We talk about the upcoming festival screening.

“I'm really excited for the Belfast Film Festival,” says Ian. “This is going to be our Northern Irish première, so I can't wait to share it with the audience here and see how people react to it. Belfast is a great festival. I've been there over the years with my short films, so it's a pleasure to return now with my first feature.

“Myself and the writer, Darrach, we have our next feature in development with Film Ireland, so we're just about to deliver the first draft of that. We're excited. It's a sort of genre horror thriller again, just on a bigger scale.”

“Are there any creatures or is it in the real world?” Pollyanna asks.

“It's in the real world, yeah.”

“People are always scarier,” she says, and he agrees.

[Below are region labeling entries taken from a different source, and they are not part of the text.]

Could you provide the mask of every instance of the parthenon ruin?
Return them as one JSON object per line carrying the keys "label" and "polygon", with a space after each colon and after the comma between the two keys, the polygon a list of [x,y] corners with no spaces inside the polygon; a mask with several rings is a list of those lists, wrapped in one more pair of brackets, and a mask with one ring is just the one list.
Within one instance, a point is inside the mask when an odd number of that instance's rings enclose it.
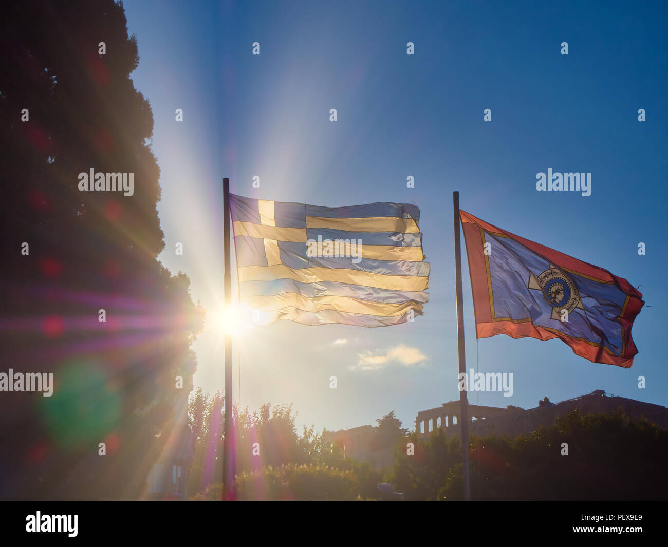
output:
{"label": "parthenon ruin", "polygon": [[[444,403],[440,407],[420,411],[415,418],[415,431],[424,435],[435,431],[439,427],[446,428],[446,431],[448,431],[447,428],[456,425],[460,421],[460,409],[461,405],[459,401],[450,401],[449,403]],[[469,405],[469,419],[472,421],[476,421],[496,418],[497,416],[502,416],[517,409],[515,407],[497,408]],[[430,422],[432,423],[431,428]]]}

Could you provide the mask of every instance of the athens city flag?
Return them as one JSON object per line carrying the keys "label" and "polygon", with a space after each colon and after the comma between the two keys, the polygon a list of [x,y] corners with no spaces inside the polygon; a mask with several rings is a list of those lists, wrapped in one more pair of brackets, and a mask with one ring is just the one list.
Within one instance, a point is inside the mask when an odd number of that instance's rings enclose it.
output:
{"label": "athens city flag", "polygon": [[626,279],[460,213],[478,338],[558,338],[594,363],[631,366],[645,303]]}
{"label": "athens city flag", "polygon": [[240,300],[261,325],[384,327],[423,314],[415,205],[318,207],[230,194]]}

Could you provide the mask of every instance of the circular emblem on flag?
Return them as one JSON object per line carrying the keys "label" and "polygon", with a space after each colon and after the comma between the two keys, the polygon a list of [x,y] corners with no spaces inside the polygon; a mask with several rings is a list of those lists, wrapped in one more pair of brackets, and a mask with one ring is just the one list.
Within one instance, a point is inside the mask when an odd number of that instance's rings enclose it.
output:
{"label": "circular emblem on flag", "polygon": [[572,280],[563,271],[550,264],[550,268],[538,277],[531,275],[530,289],[538,289],[552,307],[552,319],[560,319],[562,310],[568,313],[582,309],[580,295]]}

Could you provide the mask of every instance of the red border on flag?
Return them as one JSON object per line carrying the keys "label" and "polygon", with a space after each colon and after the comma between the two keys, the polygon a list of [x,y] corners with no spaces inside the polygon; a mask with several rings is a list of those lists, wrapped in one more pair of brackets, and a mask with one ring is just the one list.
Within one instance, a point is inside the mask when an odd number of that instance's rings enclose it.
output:
{"label": "red border on flag", "polygon": [[[573,352],[594,363],[615,365],[629,368],[633,364],[633,356],[638,350],[631,338],[631,329],[633,320],[640,313],[645,303],[643,295],[631,283],[622,277],[613,275],[607,270],[578,260],[558,250],[536,243],[523,237],[502,230],[484,220],[481,220],[470,213],[460,210],[462,226],[464,230],[464,242],[468,270],[471,277],[471,289],[473,292],[473,307],[476,317],[476,330],[478,338],[488,338],[498,334],[505,334],[511,338],[536,338],[539,340],[551,340],[558,338],[568,344]],[[514,239],[527,248],[540,254],[547,262],[560,268],[588,277],[601,283],[615,285],[627,295],[626,301],[620,316],[617,318],[622,327],[623,344],[621,355],[616,355],[601,344],[597,344],[583,339],[568,336],[556,329],[534,325],[530,319],[512,321],[493,318],[491,299],[491,280],[488,267],[483,252],[482,231],[498,234]]]}

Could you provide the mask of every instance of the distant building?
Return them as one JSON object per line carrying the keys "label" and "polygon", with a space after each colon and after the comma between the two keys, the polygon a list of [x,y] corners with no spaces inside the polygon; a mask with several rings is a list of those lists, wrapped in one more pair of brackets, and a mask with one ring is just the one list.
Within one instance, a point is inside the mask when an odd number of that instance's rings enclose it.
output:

“I just went to Belfast recently for the first time,” she says. “It was loads of fun and very different, and I’m really excited to see what people think of it up there. I've got a film on the festival circuit moment that I directed called Quicksand, which is a 22 minute short about a woman who's a sex addict. That's by an Irish writer, Siobhán Callaghan. She plays the lead and I play her girlfriend, and Liam Cunningham's in it. We've got a great cast, Philip O’Sullivan, and Kayode Akinyemi from Vikings: Valhalla as well. So we're bringing the old crew together.

“So yeah, we're running around doing festivals and enjoying that. And then I'm in development on a feature called Bride Squad, which is a comedy that I'm doing with Brico Films. We'll shoot that next May, hopefully. It’s a caper comedy. Women on the run, trying to look for a husband that's left one of them at the altar. And they're old friends, but their lives have changed a lot in between, so they're kind of trying to figure out their friendship again. I just thought it'd be really great fun and a great opportunity to work with some wonderful women, so I'm excited about that.”